Lewis had known they were just sawing haunches off and running, but he’d insisted on taking all of her, even her head, which he’d just have to throw away in town anyway, right? He’d skinned her too, hadn’t he, and carried that rolled-up wet hide under his arm like a football, like he was some Jim Thorpe wannabe? Like this really was some bullshit Thanksgiving Classic? Gabe nods, can see it again, Lewis struggling up that long hill, all the odds against him.
What he told them was that he needed her head because he wanted her brains, to tan that hide with. Like he knew anything about leather. Like that hide hadn’t been thrown out years ago, like every other hide any of them had ever saved. Like she’d even had all her brains in her head at that point.
Good job, Lewis.
Gabe tips beer number three up to him and drinks it down, hooks it in the fence in line with the others. One bottle for Ricky, one for Lewis, and one for himself. They chime against each other once, then still.

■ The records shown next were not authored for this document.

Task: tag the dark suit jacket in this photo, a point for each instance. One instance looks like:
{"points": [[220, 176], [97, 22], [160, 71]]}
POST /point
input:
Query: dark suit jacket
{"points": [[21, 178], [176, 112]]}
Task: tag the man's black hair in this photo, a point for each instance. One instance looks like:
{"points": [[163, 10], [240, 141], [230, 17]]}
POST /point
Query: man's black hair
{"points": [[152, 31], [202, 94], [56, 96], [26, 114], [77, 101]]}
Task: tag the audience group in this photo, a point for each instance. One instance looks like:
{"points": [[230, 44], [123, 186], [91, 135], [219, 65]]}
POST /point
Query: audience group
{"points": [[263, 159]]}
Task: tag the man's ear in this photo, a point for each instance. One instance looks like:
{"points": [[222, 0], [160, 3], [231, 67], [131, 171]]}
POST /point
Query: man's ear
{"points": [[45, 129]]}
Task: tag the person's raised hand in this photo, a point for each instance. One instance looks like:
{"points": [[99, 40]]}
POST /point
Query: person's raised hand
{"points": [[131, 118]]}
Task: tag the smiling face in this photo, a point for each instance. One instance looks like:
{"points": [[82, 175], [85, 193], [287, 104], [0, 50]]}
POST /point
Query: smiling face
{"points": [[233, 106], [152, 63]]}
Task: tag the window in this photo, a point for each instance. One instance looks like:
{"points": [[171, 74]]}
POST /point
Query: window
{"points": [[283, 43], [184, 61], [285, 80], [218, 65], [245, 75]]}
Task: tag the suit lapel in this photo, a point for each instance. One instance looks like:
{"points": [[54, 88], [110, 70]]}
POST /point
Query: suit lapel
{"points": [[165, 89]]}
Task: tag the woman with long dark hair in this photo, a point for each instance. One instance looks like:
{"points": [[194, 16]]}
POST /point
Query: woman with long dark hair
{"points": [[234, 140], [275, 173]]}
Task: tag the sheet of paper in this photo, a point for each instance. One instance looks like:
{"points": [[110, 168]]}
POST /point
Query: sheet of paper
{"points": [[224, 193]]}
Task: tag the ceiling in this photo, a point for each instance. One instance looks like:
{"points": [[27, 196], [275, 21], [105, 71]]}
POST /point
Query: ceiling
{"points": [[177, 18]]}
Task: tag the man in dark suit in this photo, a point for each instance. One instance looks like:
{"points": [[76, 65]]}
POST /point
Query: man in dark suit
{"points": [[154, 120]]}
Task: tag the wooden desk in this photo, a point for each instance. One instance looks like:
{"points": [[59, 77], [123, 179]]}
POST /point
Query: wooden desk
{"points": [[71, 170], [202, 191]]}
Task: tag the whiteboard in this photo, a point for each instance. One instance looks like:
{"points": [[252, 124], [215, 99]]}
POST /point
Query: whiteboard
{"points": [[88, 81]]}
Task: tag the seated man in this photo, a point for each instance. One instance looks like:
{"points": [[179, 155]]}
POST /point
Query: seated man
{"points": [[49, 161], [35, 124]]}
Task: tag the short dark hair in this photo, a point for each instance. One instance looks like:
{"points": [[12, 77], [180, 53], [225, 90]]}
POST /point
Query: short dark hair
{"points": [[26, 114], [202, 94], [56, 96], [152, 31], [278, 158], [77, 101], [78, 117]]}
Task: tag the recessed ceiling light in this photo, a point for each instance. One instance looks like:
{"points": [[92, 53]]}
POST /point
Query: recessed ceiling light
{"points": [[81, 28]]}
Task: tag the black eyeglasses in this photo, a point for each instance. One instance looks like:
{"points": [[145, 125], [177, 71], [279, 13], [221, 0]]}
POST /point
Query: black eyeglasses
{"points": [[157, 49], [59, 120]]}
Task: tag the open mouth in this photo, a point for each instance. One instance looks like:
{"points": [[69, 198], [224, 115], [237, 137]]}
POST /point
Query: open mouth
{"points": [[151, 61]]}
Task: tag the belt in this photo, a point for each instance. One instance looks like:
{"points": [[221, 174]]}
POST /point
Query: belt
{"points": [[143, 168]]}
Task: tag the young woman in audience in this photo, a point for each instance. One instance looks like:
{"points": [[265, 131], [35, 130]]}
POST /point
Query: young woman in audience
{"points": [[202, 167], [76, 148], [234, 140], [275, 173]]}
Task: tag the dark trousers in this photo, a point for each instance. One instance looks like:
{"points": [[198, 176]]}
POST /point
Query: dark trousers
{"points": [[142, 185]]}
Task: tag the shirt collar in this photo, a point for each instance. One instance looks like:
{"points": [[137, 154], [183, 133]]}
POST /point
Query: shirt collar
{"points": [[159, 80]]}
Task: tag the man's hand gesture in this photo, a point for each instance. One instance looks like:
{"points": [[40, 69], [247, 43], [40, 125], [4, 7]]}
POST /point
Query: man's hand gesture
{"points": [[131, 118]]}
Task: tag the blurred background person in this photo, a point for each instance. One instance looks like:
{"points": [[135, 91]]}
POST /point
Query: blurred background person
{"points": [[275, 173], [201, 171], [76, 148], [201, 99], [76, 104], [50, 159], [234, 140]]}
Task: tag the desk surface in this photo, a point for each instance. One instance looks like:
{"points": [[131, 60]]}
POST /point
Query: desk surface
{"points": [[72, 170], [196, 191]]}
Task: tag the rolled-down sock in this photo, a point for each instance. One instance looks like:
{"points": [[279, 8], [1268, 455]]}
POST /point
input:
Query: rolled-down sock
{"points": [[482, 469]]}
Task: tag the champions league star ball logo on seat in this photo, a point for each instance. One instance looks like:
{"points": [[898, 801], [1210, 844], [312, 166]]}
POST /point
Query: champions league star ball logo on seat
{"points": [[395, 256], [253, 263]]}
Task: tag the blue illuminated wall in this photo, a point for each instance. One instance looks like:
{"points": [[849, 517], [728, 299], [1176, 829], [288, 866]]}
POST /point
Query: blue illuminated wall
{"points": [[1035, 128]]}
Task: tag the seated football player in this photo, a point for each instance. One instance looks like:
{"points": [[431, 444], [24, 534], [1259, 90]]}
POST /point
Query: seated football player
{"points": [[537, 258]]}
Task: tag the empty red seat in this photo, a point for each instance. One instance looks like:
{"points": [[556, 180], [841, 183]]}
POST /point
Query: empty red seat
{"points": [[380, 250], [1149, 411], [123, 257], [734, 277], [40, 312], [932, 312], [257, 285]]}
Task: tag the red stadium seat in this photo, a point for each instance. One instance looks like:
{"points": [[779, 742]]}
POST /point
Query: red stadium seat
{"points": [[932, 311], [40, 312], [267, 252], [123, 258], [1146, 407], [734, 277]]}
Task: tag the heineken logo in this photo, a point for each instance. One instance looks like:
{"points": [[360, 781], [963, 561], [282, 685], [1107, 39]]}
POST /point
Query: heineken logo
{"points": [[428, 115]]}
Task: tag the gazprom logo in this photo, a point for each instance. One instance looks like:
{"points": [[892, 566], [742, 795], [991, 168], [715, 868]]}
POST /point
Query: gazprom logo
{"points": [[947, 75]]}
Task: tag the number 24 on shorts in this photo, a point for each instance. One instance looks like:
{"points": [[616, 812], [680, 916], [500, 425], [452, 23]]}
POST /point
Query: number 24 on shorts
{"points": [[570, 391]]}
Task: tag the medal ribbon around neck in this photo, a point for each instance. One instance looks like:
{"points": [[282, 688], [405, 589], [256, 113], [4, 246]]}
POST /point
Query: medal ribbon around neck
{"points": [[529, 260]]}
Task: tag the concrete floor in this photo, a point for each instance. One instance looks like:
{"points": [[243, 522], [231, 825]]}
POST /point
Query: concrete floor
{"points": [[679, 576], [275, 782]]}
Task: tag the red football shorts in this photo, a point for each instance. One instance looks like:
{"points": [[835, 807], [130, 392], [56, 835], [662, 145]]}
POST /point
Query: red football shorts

He shakes another one up from the little cooler, for Cass, even though he’s seeing Cass in a few, here. Four’s too many for three-thirty in the afternoon, on zero food, but screw it. He’ll sweat it all out come nightfall, and then some.
Was that what Lewis had actually been smuggling home, that old hide? Had Lewis made it down to the city with it, kept it frozen all this time, and had he been trying to bring it back to the reservation now? Did the cops just not know the difference between a thawed-out, ten-year-old skin and an elk calf? Had they shot him enough times that it was all guesswork?